O editor da Monolito e crítico de arquitetura, Fernando Serapião, conversou com o blog sobre essas e outras questões.
A lista completa de eleitos e mais detalhes dos projetos estão no anuário.
1) Por que nenhum estádio da Copa do Mundo figurou na lista dos melhores trabalhos de 2014?
Apesar de as arenas serem razoáveis, mesmo custando o que custaram, nenhuma delas é uma obra impecável do ponto de vista arquitetônico. Mas, se eu tivesse que citar três, diria que as mais relevantes são: o Itaquerão (de Anibal Coutinho, a única inteiramente nova); o Castelão (do Héctor Vigliecca); e o Mineirão (do Gustavo Penna).
2) O primeiro projeto do Herzog & de Meuron no Brasil foi um ginásio em Natal. É mais difícil ter escritórios internacionais trabalhando no Brasil do que ocorre em outros países?
No âmbito arquitetônico, como acontece também em outras áreas, o Brasil não é amigável a contratação de estrangeiros. Impostos altos e a proteção trabalhista quase inviabilizam as contratações. Mas isso é comum em quase todos os países, a não ser em ambientes como a Europa, dentro da comunidade, ou nos Estados Unidos, que possui acordos bilaterais com vários países. Ou seja, para o arquiteto brasileiro também é difícil trabalhar fora.

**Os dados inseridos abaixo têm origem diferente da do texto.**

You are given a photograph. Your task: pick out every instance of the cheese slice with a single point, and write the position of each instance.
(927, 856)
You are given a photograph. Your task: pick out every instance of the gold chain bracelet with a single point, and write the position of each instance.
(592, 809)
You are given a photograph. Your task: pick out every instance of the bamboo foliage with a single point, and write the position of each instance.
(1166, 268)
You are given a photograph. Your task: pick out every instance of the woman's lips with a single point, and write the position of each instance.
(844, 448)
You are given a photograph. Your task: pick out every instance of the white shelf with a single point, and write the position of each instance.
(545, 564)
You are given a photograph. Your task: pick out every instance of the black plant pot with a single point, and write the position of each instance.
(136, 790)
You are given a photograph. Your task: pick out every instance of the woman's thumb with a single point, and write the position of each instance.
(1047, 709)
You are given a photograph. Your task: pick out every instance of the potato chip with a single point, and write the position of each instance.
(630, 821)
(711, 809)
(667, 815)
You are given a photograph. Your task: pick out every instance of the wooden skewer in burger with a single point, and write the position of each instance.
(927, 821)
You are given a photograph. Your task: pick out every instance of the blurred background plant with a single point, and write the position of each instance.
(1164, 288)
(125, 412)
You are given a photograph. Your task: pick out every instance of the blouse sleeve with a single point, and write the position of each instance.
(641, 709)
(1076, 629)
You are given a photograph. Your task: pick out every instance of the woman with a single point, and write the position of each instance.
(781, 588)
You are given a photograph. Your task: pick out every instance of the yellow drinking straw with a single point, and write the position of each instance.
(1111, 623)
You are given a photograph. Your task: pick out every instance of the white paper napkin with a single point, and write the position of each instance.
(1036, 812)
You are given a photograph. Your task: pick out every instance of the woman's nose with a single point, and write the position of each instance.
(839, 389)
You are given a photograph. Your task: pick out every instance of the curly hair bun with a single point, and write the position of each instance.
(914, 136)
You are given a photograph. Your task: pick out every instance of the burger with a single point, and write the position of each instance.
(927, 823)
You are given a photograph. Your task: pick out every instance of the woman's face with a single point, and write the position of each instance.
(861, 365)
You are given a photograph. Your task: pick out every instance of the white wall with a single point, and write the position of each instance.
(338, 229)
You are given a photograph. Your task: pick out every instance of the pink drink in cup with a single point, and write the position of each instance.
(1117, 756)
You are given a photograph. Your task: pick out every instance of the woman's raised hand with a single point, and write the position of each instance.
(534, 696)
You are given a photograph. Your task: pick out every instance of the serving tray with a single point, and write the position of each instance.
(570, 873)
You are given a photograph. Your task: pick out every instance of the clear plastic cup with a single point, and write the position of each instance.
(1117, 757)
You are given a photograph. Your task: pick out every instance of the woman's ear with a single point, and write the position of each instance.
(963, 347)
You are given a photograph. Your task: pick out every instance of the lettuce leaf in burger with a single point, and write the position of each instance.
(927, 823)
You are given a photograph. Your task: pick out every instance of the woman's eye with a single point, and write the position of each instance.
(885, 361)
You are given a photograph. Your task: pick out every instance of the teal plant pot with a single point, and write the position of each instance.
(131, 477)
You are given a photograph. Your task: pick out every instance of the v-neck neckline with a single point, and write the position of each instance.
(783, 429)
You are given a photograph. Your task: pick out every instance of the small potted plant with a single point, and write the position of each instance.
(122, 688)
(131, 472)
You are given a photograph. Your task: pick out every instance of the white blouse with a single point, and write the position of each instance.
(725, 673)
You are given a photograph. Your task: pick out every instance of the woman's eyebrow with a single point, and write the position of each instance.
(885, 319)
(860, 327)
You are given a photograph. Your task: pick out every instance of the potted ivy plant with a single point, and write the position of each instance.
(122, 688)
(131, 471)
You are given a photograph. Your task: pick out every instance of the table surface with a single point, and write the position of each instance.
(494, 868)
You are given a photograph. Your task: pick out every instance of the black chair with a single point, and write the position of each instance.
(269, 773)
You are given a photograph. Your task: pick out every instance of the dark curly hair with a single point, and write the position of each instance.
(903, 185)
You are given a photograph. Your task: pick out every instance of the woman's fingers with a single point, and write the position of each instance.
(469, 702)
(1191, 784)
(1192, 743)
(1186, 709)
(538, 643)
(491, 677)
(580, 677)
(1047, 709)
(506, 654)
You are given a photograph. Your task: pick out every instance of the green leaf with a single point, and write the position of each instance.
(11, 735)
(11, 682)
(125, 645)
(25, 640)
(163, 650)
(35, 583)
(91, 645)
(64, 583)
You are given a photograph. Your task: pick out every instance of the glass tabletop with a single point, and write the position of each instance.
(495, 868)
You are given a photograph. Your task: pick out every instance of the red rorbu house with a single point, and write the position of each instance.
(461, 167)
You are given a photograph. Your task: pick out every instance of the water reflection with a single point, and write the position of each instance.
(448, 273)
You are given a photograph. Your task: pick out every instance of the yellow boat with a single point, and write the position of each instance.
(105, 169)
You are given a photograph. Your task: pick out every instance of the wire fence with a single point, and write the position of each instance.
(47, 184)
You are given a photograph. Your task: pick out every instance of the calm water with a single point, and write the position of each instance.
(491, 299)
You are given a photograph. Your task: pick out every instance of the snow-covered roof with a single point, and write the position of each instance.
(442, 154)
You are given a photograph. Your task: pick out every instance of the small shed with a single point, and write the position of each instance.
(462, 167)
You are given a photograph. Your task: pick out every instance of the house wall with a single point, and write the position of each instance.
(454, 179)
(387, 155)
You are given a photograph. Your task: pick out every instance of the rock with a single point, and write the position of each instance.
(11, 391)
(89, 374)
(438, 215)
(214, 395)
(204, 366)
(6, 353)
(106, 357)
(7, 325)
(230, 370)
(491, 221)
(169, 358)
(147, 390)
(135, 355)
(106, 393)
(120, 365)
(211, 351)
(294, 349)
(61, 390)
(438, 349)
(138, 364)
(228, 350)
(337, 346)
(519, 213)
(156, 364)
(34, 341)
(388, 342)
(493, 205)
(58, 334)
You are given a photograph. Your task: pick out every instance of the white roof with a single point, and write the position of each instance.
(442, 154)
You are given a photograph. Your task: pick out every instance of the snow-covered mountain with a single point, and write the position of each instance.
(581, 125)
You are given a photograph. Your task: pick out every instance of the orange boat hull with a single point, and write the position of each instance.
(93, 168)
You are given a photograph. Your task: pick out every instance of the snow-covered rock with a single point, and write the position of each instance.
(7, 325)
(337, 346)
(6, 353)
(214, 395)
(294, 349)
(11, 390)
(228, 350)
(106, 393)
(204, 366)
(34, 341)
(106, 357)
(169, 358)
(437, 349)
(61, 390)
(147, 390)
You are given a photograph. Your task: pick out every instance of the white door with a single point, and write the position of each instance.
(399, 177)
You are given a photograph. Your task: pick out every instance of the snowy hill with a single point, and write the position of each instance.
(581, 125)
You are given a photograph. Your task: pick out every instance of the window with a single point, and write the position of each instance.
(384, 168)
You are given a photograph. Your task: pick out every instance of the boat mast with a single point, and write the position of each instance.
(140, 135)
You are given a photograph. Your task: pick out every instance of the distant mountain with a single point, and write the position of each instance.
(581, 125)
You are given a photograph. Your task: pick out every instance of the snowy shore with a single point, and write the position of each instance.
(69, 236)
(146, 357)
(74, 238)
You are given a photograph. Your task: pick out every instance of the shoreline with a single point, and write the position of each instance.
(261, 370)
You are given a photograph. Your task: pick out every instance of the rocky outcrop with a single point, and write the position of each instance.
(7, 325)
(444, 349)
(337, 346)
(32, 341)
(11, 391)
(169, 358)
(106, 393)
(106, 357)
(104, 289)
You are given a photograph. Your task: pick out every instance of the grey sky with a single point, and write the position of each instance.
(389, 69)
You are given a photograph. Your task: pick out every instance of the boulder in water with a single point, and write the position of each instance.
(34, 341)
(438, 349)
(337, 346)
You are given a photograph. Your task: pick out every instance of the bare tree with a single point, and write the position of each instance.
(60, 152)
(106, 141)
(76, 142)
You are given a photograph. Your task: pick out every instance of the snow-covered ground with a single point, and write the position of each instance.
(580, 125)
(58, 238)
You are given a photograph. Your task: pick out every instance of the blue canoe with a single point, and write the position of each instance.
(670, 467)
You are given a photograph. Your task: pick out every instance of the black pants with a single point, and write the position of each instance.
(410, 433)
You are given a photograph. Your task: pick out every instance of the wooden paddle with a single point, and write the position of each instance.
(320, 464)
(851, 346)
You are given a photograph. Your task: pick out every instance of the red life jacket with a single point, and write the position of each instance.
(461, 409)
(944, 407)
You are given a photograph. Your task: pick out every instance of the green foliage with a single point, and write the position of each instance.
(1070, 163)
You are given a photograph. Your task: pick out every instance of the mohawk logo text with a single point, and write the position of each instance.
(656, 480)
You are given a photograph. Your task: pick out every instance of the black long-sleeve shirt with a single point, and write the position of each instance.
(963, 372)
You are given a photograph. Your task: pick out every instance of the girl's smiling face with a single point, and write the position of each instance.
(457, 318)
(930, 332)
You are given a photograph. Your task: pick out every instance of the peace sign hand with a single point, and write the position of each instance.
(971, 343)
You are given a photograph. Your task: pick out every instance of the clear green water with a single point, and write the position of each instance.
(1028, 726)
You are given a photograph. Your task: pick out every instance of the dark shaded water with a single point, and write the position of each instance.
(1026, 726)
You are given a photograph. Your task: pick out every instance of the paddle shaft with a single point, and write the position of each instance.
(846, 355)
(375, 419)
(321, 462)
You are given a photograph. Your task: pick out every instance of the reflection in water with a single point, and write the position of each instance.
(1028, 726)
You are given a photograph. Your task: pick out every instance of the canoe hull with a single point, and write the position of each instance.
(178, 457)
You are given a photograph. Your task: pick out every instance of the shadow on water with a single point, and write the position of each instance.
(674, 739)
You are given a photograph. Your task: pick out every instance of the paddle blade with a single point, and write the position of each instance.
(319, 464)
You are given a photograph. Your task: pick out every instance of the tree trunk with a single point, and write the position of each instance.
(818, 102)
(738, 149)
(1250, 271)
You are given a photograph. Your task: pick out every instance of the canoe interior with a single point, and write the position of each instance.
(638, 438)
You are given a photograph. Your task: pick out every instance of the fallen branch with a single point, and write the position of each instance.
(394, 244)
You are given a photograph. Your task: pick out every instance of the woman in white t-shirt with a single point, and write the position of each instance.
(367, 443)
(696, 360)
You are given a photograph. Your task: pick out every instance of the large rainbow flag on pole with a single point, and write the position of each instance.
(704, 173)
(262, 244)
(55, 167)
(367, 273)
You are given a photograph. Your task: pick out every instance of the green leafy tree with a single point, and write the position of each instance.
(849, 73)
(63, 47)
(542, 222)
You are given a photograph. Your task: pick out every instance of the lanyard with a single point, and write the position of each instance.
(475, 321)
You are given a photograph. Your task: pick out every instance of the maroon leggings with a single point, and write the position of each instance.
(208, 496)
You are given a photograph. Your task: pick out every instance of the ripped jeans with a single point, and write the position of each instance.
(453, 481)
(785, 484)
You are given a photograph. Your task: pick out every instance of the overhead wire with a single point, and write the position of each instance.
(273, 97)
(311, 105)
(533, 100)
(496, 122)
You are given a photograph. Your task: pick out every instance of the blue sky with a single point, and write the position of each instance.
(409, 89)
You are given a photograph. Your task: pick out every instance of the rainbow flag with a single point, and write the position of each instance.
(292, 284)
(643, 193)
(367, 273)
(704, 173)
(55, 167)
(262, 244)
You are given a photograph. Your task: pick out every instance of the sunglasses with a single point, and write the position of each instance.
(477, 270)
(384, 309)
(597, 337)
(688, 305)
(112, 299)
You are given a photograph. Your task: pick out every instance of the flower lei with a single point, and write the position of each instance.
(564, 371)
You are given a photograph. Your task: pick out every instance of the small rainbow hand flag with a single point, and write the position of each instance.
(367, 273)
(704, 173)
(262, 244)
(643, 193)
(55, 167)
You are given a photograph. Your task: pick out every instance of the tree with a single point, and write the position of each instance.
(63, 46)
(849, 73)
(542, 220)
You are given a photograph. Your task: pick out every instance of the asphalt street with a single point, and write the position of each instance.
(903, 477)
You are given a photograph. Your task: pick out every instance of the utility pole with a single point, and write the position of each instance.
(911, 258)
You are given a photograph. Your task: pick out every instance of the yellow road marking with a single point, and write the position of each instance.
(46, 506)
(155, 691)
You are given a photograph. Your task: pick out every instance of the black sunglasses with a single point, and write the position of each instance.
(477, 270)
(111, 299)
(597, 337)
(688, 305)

3) Na época em que se anunciou o projeto do Palácio da Dança, houve muita reclamação por parte de um grupo de arquitetos brasileiros que reclamavam da escolha por arquitetos estrangeiros. Essa resistência continua? Por quê?
Ainda existe e o motivo eram os honorários – altos para os nossos padrões – pagos pelo governo paulista. Por aqui, mesmo se recebesse os mesmos honorários, nenhum escritório usaria a mesma quantia para desenvolver o projeto, como faz o Herzog & de Meuron — que gasta muito dinheiro desenvolvendo pesquisa para cada projeto.
4) No Brasil, a arquitetura ainda é vista como privilégio, um luxo que apenas os ricos podem ter. Quais os principais obstáculos para que se invista em arquitetura no Brasil e para que esta possa estar ao alcance de mais gente?
Espelhando as nossas desigualdades, a melhor face da arquitetura brasileira atua de maneira exemplar nos extremos, criando, em uma ponta, projetos cinematográficos para uma parte esclarecida da elite, e na outra ponta, atendendo as urbanizações de algumas favelas, como no caso da gestão da Elisabete França à frente da pasta da habitação da Prefeitura de São Paulo – o programa Minha Casa, Minha Vida é um desastre que não possui preocupações urbanísticas nem arquitetônicas. O que faz falta é o meio, o ambiente da classe média e o espaço público, que é resolvida pelo mercado e desejos de status ou pela ausência total do Estado.